Zur Umsetzung dieser Änderung des Artikels 136 AEUV wählten die Regierungen das vereinfachte Vertragsveränderungsverfahren nach Artikel 48 Absatz 6 des EU-Vertrags (EUV). Damit wurden dem Europäischen Parlament und den Parlamenten der Mitgliedstaaten die Möglichkeiten einer effektiven Mitgestaltung an der Vertragsänderung entzogen und eine notwendige breite öffentliche Debatte verhindert.

Was den Anschein der Vereinbarkeit der Politik der „Eurorettung“ mit geltendem EU-Recht erwecken soll, stellt sich in Wahrheit als weiterer Schritt zur undemokratischen Desintegration der EU heraus. Denn der Zusatz zum Artikel 136 legt die Grundlage für die Einrichtung eines Stabilitätsmechanismus außerhalb des EU-Rechts: Der dauerhafte Rettungsschirm ESM ist als internationale Finanzinstitution konzipiert, die auf einem völkerrechtlichen Vertrag und nicht auf EU-Recht basieren soll.

Mit der geplanten Vertragsänderung und der Unterzeichnung von ESM-Vertrag (und Fiskalvertrag) soll ein wirtschaftlich falscher und politisch gefährlicher Kurs fortgesetzt werden: Die Erfahrungen der Länder, die Kredite aus dem „Euro-Rettungsschirm“ in Anspruch genommen haben – vor allem in Griechenland – zeigen deutlich, dass die Kopplung sogenannter Finanzhilfen an strikte Sparauflagen und marktradikale Reformen die Empfängerländer weiter in die Rezession treibt, die Sozialstaatlichkeit zerstört und die Bevölkerungen in Unsicherheit und Armut stürzt. Dadurch wird die wirtschaftliche und soziale Spaltung in der Eurozone und der EU insgesamt vertieft.
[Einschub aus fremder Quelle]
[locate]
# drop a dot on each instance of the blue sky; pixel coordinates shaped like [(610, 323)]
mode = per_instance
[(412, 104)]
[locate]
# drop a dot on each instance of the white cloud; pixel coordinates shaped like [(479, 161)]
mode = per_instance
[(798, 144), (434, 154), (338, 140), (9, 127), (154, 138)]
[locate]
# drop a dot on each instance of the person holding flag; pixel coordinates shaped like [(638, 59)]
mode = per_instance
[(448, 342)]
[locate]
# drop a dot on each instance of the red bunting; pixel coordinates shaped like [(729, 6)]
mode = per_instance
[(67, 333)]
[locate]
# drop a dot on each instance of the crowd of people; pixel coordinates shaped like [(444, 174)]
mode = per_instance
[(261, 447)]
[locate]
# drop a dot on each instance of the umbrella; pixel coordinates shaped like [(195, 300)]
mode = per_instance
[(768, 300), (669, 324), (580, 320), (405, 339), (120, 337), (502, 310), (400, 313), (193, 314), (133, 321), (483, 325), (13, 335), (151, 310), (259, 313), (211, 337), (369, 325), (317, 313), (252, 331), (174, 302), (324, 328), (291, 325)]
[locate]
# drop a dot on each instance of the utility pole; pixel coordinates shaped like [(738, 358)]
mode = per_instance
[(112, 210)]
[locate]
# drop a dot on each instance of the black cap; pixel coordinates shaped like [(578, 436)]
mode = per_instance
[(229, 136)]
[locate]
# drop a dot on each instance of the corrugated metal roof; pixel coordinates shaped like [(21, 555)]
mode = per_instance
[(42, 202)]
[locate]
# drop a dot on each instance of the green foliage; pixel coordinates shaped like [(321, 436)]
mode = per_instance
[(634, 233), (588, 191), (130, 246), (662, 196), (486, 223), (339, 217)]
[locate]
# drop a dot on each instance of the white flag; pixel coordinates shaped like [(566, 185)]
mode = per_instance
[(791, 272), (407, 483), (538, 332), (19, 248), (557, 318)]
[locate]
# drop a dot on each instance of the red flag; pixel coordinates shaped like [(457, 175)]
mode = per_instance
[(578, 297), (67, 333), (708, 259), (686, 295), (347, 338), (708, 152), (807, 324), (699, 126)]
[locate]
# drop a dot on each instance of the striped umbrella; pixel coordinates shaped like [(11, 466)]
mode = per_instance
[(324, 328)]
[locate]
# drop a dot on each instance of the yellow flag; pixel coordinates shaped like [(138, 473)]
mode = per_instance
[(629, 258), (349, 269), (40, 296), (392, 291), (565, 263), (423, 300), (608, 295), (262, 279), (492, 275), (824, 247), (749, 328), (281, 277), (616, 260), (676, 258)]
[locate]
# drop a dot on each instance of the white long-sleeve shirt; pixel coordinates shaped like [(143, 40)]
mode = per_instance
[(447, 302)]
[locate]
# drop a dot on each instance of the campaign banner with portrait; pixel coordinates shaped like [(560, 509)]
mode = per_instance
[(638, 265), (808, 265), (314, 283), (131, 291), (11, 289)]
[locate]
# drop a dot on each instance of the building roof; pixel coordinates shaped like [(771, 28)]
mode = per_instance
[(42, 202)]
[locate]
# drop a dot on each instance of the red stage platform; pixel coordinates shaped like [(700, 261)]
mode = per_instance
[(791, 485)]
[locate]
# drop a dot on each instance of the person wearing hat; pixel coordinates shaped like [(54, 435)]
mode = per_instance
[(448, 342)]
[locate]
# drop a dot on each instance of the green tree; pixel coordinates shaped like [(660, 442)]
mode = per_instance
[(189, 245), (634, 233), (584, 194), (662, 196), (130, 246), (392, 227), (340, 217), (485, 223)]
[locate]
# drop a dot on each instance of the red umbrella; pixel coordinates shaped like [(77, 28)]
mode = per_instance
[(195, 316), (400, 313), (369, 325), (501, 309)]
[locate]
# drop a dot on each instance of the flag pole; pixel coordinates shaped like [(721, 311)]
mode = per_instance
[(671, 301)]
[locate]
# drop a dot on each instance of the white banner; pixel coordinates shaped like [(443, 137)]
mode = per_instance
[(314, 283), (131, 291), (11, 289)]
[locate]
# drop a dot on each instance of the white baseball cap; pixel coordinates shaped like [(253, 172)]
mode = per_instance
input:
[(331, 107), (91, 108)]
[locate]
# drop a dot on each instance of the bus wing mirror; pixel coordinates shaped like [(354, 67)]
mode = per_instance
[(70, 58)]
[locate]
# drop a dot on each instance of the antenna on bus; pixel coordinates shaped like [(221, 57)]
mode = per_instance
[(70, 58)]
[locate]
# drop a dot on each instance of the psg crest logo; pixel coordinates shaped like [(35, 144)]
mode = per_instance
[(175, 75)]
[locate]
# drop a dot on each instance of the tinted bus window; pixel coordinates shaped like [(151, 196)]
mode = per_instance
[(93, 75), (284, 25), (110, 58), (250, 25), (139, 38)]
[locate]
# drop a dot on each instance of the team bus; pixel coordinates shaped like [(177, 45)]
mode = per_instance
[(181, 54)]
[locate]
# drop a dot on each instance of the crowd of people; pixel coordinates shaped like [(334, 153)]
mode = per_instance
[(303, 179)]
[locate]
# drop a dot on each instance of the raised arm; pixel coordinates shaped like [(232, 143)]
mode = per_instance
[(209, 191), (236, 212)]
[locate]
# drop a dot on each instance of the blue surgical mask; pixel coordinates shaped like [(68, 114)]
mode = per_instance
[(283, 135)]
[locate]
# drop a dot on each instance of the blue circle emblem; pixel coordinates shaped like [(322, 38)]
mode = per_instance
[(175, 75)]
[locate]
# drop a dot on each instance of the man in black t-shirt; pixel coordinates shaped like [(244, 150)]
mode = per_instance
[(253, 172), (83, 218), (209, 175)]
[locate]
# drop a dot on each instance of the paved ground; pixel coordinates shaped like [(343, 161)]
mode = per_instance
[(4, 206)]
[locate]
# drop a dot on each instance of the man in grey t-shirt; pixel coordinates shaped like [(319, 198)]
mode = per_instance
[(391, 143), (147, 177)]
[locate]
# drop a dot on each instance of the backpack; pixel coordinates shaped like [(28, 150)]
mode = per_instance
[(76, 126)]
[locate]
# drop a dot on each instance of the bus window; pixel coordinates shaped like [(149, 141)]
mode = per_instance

Zudem bedeuten die von der demokratisch nicht legitimierten Troika aus EU-Kommission, Europäischer Zentralbank (EZB) und Internationalem Währungsfonds (IWF) überwachten Spar- und Reformprogramme massive Eingriffe in die Haushaltssouveränität der betroffenen Staaten und stellen so einen dramatischen Angriff auf die Demokratie in der EU und ihren Mitgliedstaaten dar.